Trump wyraził zamiar spotkania się z Putinem w celu negocjacji zakończenia konfliktu na Ukrainie . Doradca Putina ds. zagranicznych, Jurij Uszakow, zasugerował, że szczyt przywódców Rosji i USA mógłby odbyć się na Alasce.
„Wydaje się zupełnie logiczne, że nasza delegacja po prostu przeleciała przez Cieśninę Beringa, a tak ważny i oczekiwany szczyt przywódców obu krajów odbył się na Alasce” – powiedział w oświadczeniu opublikowanym w kremlowskim kanale informacyjnym.
Takie spotkanie mogłoby okazać się kluczowe w konflikcie, który wybuchł ponad trzy lata temu, kiedy Rosja rozpoczęła inwazję na swojego zachodniego sąsiada, co pochłonęło dziesiątki tysięcy ofiar. Nie ma jednak gwarancji, że powstrzyma to przemoc, ponieważ Moskwa i Kijów wciąż pozostają w głębokim konflikcie co do warunków pokoju.
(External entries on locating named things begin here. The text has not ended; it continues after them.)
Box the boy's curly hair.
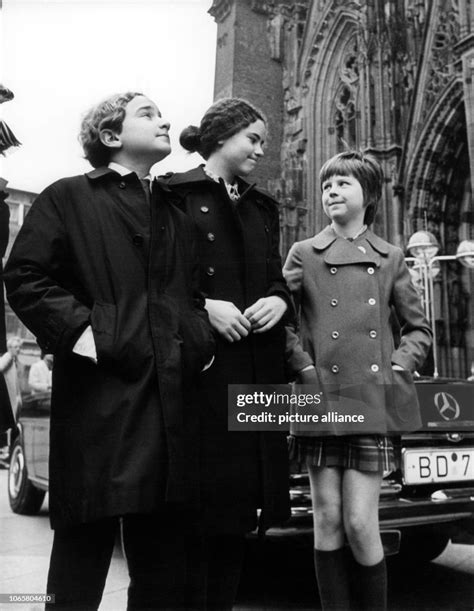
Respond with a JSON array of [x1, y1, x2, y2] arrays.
[[319, 150, 384, 225], [179, 98, 267, 159], [79, 91, 143, 168]]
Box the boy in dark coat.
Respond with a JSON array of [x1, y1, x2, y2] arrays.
[[5, 93, 214, 611]]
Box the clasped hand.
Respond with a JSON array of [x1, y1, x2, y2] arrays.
[[206, 295, 288, 342]]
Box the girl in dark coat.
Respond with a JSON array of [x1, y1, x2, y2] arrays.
[[167, 99, 290, 610], [284, 151, 431, 611]]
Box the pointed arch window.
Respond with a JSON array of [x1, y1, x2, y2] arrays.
[[331, 35, 359, 151]]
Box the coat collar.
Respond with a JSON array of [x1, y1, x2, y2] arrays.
[[160, 164, 275, 202], [86, 166, 120, 180], [312, 225, 388, 265]]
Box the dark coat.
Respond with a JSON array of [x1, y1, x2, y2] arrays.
[[5, 168, 214, 526], [284, 227, 432, 435], [0, 191, 15, 433], [166, 167, 290, 532]]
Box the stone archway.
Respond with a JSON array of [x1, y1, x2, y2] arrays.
[[404, 82, 474, 377]]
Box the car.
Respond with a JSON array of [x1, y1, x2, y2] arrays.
[[269, 377, 474, 564], [8, 378, 474, 564], [8, 392, 51, 515]]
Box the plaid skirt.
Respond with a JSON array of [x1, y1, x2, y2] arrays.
[[289, 435, 397, 473]]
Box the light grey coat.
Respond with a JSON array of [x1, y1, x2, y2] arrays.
[[284, 227, 432, 435]]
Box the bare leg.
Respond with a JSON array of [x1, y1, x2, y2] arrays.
[[309, 467, 350, 611], [342, 469, 387, 611]]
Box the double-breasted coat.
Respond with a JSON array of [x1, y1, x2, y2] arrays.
[[5, 168, 214, 527], [284, 227, 432, 435], [166, 167, 291, 533]]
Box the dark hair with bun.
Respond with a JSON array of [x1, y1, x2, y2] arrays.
[[179, 98, 266, 159]]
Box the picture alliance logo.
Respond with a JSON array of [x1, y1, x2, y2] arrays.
[[434, 392, 461, 421]]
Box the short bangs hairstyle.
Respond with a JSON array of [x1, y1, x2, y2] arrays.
[[79, 91, 143, 168], [319, 151, 384, 225]]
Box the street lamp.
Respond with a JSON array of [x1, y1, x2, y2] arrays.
[[406, 231, 474, 378]]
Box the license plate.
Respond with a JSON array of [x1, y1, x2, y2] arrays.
[[403, 448, 474, 484]]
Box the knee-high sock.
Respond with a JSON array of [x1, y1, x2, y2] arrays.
[[314, 547, 350, 611]]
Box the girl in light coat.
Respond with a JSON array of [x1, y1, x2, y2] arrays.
[[284, 151, 431, 611]]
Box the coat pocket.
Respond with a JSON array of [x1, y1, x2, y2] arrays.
[[91, 301, 117, 363]]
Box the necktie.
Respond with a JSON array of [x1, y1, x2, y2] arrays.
[[140, 178, 151, 204]]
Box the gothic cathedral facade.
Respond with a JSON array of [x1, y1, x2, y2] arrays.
[[209, 0, 474, 377]]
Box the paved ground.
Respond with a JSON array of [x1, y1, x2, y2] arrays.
[[0, 470, 474, 611]]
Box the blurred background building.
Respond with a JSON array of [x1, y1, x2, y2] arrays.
[[209, 0, 474, 377]]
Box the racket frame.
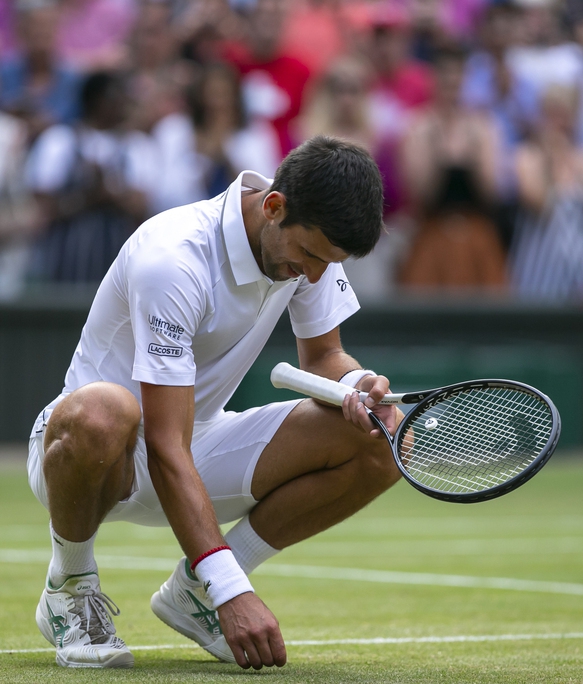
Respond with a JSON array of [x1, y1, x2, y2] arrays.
[[368, 378, 561, 503], [271, 363, 561, 503]]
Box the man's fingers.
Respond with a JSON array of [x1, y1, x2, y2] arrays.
[[245, 641, 264, 670], [269, 630, 287, 667], [229, 643, 251, 670]]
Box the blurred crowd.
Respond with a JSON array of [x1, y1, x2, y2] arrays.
[[0, 0, 583, 303]]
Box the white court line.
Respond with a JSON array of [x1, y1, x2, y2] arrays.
[[0, 549, 583, 596], [0, 632, 583, 655]]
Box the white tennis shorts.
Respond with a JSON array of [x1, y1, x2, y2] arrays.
[[27, 399, 302, 527]]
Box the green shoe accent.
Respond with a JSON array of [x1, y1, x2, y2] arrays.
[[186, 589, 223, 635], [47, 601, 71, 648]]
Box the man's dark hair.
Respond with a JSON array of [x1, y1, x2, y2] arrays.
[[270, 135, 383, 257]]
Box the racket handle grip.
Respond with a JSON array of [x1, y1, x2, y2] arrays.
[[271, 362, 356, 406]]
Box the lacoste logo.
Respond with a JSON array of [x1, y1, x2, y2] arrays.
[[148, 342, 182, 358], [148, 314, 184, 340]]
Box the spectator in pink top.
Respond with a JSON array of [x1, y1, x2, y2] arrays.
[[0, 0, 16, 57], [369, 5, 434, 137], [58, 0, 134, 71]]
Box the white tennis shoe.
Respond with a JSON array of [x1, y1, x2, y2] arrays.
[[151, 558, 237, 663], [36, 573, 134, 667]]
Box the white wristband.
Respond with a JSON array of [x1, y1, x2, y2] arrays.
[[194, 549, 253, 610], [338, 368, 377, 387]]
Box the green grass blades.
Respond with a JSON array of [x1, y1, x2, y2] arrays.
[[0, 456, 583, 684]]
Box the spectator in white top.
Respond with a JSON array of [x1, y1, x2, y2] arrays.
[[27, 72, 156, 282]]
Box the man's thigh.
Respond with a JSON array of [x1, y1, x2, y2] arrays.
[[28, 400, 302, 526], [251, 399, 396, 501]]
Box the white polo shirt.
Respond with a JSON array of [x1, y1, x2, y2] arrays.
[[63, 171, 359, 421]]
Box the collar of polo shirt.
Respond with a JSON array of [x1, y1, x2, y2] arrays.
[[221, 171, 272, 285]]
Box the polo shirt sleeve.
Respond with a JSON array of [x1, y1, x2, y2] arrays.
[[288, 263, 360, 339], [128, 243, 208, 386]]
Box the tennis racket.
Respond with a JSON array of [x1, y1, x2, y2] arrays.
[[271, 363, 561, 503]]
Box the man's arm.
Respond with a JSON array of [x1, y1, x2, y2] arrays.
[[141, 383, 286, 669], [297, 328, 403, 438]]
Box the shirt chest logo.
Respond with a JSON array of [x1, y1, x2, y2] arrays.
[[148, 314, 184, 340], [148, 342, 182, 358]]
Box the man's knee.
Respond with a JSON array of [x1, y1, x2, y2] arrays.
[[45, 382, 141, 465], [354, 436, 401, 495]]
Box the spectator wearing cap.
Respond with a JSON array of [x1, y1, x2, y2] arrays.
[[26, 72, 159, 283], [0, 0, 80, 138], [400, 48, 506, 293], [461, 2, 539, 248]]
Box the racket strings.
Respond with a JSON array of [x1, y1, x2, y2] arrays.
[[397, 387, 553, 493]]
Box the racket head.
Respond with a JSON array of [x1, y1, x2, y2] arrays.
[[370, 379, 561, 503]]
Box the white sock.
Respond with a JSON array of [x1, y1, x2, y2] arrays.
[[225, 515, 279, 575], [48, 523, 97, 589]]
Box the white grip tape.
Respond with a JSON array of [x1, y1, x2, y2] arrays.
[[271, 363, 354, 406], [339, 368, 377, 387], [194, 549, 253, 610]]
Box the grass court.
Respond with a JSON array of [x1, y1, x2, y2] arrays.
[[0, 454, 583, 684]]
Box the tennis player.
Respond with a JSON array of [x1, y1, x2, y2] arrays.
[[28, 137, 400, 669]]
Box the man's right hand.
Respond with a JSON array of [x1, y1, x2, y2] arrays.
[[217, 592, 287, 670]]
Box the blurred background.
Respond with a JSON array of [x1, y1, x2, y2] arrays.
[[0, 0, 583, 450]]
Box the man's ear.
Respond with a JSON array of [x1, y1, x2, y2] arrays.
[[263, 190, 285, 223]]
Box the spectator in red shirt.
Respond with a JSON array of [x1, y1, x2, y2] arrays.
[[223, 0, 310, 158]]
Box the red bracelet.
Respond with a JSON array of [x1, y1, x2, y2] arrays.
[[190, 544, 231, 572]]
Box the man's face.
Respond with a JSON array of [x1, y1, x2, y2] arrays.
[[260, 222, 349, 283]]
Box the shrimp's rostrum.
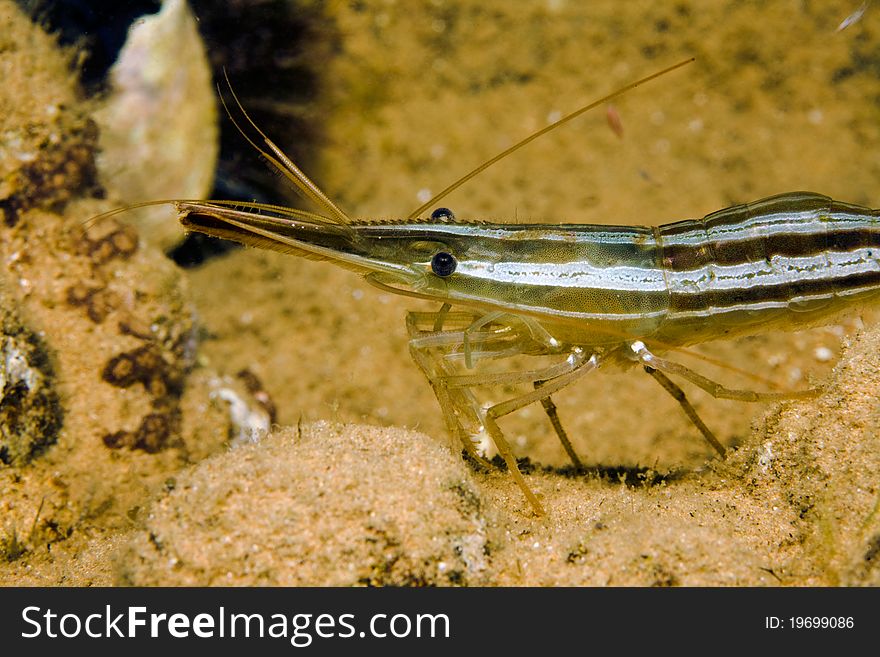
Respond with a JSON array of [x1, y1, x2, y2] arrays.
[[136, 62, 880, 514]]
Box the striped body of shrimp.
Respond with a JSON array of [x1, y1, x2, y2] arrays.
[[168, 62, 880, 514], [177, 192, 880, 510]]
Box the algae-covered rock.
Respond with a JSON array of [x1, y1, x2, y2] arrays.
[[119, 423, 490, 586], [0, 280, 62, 465]]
W rozmowie z reporterami w Białym Domu, przed ogłoszeniem daty i miejsca, Trump zasugerował, że ewentualne porozumienie prawdopodobnie będzie wiązać się z „pewną wymianą terytoriów”, nie podał jednak dalszych szczegółów.
Kilku ekspertów, w tym osoby mające powiązania z Kremlem, zasugerowało, że Rosja może rozważyć oddanie terenów okupowanych poza czterema regionami, które rzekomo włączyła do swojego terytorium.
Trump ujawnił, że jego spotkanie z Putinem poprzedzi jakiekolwiek bezpośrednie rozmowy z Zełenskim. Jego decyzja o zaproszeniu jednego z przeciwników Ameryki na terytorium USA oznaczała odejście od oczekiwań, jakie mieliby oni spełnić w neutralnym kraju.
Ta strategia dodaje Putinowi wiarygodności po tym, jak USA i ich sojusznicy przez lata próbowali go izolować z powodu jego kampanii na Ukrainie . Trump, sfrustrowany ignorowaniem przez Putina jego próśb o zaprzestanie bombardowań ukraińskich miast, zaostrzył swoje ultimatum prawie dwa tygodnie temu, nakładając na Rosję dalsze sankcje i wprowadzając cła wtórne na kraje kupujące rosyjską ropę, jeśli Kreml nie podejmie kroków w kierunku rozwiązania.
Termin wyznaczono na piątek. Jednak Biały Dom nie skomentował wieczorem statusu potencjalnych sankcji, po tym jak Trump ujawnił zbliżające się spotkanie z Putinem.
Zanim Trump ujawnił szczegóły spotkania z Putinem, jego próby wywarcia presji na Rosję i nakłonienia jej do zakończenia konfliktu były nieskuteczne.
Rosnąca armia Kremla stopniowo posuwa się w głąb Ukrainy , ponosząc znaczne straty w żołnierzach i pojazdach pancernych, jednocześnie nieustannie bombardując ukraińskie miasta. Rosja i Ukraina wciąż mają poważne rozbieżności co do warunków pokoju.